RDFS is typically considered a “lightweight” ontology language with limited expressiveness. More expressive Semantic Web ontology formalisms exist, among which the Web Ontology Language OWL with its tractable fragments OWL QL, OWL EL and OWL RL is the most prominent example. More recently, existential rules ([2, 6], also known as tuple-generating dependencies or Datalog ±) have gained interest as an alternative ontological formalism. Existential rules are based on Datalog, but extend it with the capability of value invention where the existence of a new individual can be inferred from a given situation. This ability of “generating” new individuals during reasoning is also a common feature in OWL and many of its sublanguages.

While each of the three practical query answering strategies that we have discussed so far is applicable to RDFS, this is no longer the case when considering more expressive fragments of OWL or existential rules. Beyond mere performance considerations, this also explains why such a variety of techniques has been developed.

Materialisation is only applicable if the ontology specifies deterministic ways of extending the given data, such that a unique database is obtained after materialisation.

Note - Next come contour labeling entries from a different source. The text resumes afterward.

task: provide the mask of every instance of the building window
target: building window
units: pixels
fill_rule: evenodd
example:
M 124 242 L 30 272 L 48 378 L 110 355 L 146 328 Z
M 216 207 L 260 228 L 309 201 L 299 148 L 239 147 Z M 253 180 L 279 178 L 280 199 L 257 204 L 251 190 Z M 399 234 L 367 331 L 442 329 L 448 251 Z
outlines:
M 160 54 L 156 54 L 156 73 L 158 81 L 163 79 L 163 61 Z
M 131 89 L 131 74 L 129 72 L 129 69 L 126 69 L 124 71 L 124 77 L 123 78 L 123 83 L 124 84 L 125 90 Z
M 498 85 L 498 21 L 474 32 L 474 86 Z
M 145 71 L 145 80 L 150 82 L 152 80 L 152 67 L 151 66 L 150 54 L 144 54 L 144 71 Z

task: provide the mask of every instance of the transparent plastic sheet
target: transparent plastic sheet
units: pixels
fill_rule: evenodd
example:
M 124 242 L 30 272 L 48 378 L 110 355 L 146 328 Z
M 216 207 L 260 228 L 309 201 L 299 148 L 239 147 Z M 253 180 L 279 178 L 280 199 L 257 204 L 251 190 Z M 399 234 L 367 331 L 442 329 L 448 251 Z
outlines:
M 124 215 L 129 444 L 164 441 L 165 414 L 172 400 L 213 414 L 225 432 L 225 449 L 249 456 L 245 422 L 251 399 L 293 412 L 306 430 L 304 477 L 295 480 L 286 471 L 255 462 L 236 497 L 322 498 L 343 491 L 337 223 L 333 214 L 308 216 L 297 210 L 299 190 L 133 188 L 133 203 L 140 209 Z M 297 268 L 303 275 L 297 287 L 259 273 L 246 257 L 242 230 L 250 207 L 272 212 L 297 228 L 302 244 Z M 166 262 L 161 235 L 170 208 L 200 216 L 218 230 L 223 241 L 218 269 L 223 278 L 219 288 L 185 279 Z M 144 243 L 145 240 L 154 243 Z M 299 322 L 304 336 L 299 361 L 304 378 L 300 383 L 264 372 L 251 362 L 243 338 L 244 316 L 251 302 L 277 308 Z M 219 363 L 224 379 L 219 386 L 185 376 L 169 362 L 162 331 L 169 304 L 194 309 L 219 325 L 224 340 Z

Logically, this property is characterised by the existence of a so-called least model, which can then be used for query answering. Intuitively, a materialised database corresponds to this least model. Ontology languages with this property disallow the free use of negation and disjunction, and therefore fall in the class of Horn logics. Existential rules and each of the previously mentioned tractable fragments of OWL satisfy this property, but OWL itself does not.

In addition, “Hornness” alone is not sufficient for being able to materialise a database, since the least model might be infinite. This behaviour may be caused by value invention in OWL and existential rules, which might lead to non-termination when attempting to exhaustively apply deduction rules in a forward-chaining way. This forward-chaining materialisation is known as the chase in databases and existential rules, and an important practical question therefore is whether the chase will terminate in spite of value invention. Sets of existential rules where this is the case have been termed finite extension sets [2]. Unfortunately, chase termination is undecidable in general, but many sufficient criteria have been proposed for detecting this situation in practice, and it could be shown that these criteria are indeed applicable to many existing OWL ontologies [8]. Finally, even if the least model is infinite, it might still be sufficiently well-behaved to admit a finite representation that can be used for query answering [19].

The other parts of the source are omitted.